Arizona Sues Minuteman Group Leader, Alleging Property-Tax Scam
The leaders of the Minuteman Civil Defense Corps, the largest and richest border vigilante organization in the United States, have long been accused of scamming donors and members with shady fundraising practices. These practices included the supposedly “Israeli-style” border fence fundraising campaign, in which the MCDC solicited hundreds of thousands of dollars to fund the construction of a high-tech security barrier that turned out to be nothing more than a barbed wire cattle fence.
Now the president of the MCDC, Carmen Mercer, has been called out by her state’s chief prosecutor for allegedly participating in a mail fraud conspiracy.
Last Friday, Arizona Attorney General Terry Goddard filed a lawsuit against Mercer and the President and CEO of Property Tax Review Board Inc., a Granada Hills, Calif., company that in recent weeks mailed thousands of deceptively official-looking letters to Arizona homeowners soliciting $189 in exchange for a “property-tax-assessment analysis.”

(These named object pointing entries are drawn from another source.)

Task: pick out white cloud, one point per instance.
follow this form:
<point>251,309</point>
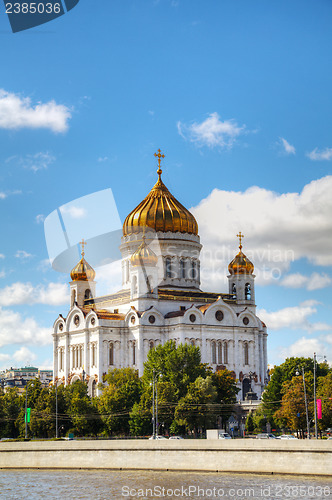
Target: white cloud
<point>212,132</point>
<point>279,229</point>
<point>22,254</point>
<point>319,155</point>
<point>17,330</point>
<point>315,281</point>
<point>38,161</point>
<point>40,218</point>
<point>17,112</point>
<point>109,278</point>
<point>287,148</point>
<point>304,347</point>
<point>73,212</point>
<point>295,318</point>
<point>25,293</point>
<point>24,355</point>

According to Goddard, the letters were designed and written in a way intended to deceive recipients into thinking the letters were official government communications from their county assessor’s office. Goddard said his office had received hundreds of calls about the letters, including complaints from Arizona’s 15 county assessors, whose offices were likewise inundated with calls.

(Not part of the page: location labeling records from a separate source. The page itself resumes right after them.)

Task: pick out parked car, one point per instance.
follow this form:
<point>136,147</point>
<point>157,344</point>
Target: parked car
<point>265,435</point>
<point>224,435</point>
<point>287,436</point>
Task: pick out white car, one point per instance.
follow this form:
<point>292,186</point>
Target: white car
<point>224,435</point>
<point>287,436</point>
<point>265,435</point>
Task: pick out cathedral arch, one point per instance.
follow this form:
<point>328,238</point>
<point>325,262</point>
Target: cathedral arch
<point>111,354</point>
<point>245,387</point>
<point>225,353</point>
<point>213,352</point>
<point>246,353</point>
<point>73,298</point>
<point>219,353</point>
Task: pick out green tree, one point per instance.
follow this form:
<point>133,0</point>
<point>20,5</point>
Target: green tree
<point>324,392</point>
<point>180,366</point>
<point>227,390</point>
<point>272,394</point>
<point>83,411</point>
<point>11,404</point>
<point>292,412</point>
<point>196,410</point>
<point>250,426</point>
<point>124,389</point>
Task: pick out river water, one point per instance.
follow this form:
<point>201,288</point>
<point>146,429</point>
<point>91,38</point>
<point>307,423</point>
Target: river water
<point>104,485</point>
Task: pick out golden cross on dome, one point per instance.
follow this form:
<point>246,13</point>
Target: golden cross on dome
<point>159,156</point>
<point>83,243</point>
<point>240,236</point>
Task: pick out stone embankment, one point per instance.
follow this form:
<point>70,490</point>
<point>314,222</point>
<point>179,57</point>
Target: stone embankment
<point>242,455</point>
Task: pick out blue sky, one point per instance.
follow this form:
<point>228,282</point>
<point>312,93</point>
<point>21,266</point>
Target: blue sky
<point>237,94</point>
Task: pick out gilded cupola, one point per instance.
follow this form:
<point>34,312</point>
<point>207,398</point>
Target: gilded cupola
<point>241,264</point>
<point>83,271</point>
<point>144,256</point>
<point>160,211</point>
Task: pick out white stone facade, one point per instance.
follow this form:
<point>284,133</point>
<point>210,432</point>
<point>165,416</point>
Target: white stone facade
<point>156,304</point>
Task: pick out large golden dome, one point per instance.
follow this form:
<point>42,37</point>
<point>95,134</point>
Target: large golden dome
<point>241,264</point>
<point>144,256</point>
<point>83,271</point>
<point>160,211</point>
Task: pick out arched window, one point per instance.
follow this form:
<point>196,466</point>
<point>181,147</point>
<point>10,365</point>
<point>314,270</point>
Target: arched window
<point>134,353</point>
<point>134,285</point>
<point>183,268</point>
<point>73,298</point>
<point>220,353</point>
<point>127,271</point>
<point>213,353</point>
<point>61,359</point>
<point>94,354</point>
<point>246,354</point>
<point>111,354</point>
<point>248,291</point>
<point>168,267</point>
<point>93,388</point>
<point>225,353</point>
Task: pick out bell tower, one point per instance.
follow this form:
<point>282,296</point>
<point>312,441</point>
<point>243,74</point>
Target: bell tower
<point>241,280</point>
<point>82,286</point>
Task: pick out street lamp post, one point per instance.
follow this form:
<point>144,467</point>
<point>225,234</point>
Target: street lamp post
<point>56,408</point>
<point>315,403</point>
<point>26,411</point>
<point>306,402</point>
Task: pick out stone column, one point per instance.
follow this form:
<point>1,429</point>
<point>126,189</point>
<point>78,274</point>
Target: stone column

The scam letters directed residents to mail their checks to a post office box in Tombstone, Ariz., that belongs to Mercer. A longtime crony of MCDC founder Chris Simcox, Mercer assumed top leadership of the organization earlier this year after Simcox resigned to focus on his political aspirations.
A statement released by Goddard quotes Pete Zegarac, the head inspector from the Phoenix Division of the Postal Inspection Service, asserting that, "This scheme was especially insidious because the deadline to appeal to have your property taxes reduced for 2009 has passed. There was no way the company could fulfill their claims."

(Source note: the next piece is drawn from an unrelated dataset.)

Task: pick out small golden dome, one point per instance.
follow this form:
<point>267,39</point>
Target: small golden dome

Goddard said Mercer has now turned over the post office box to U.S. postal inspectors and has surrendered the more than 1,000 responses she received. She reportedly told investigators that a friend asked her to open the post office box and she had no idea what it was being used for.
The same day he filed the lawsuit, Goddard obtained a temporary restraining order requiring Property Tax Review Board Inc. to immediately cease all business operations in Arizona.
News of Mercer’s alleged role in the property-tax scam broke amidst an already tumultuous month for the MCDC. On Aug. 1., MCDC vice-president Al Garza announced he was resigning to head up a new “Patriot” group. He was doing so, he said, because MCDC “is now on a path that I cannot endorse.”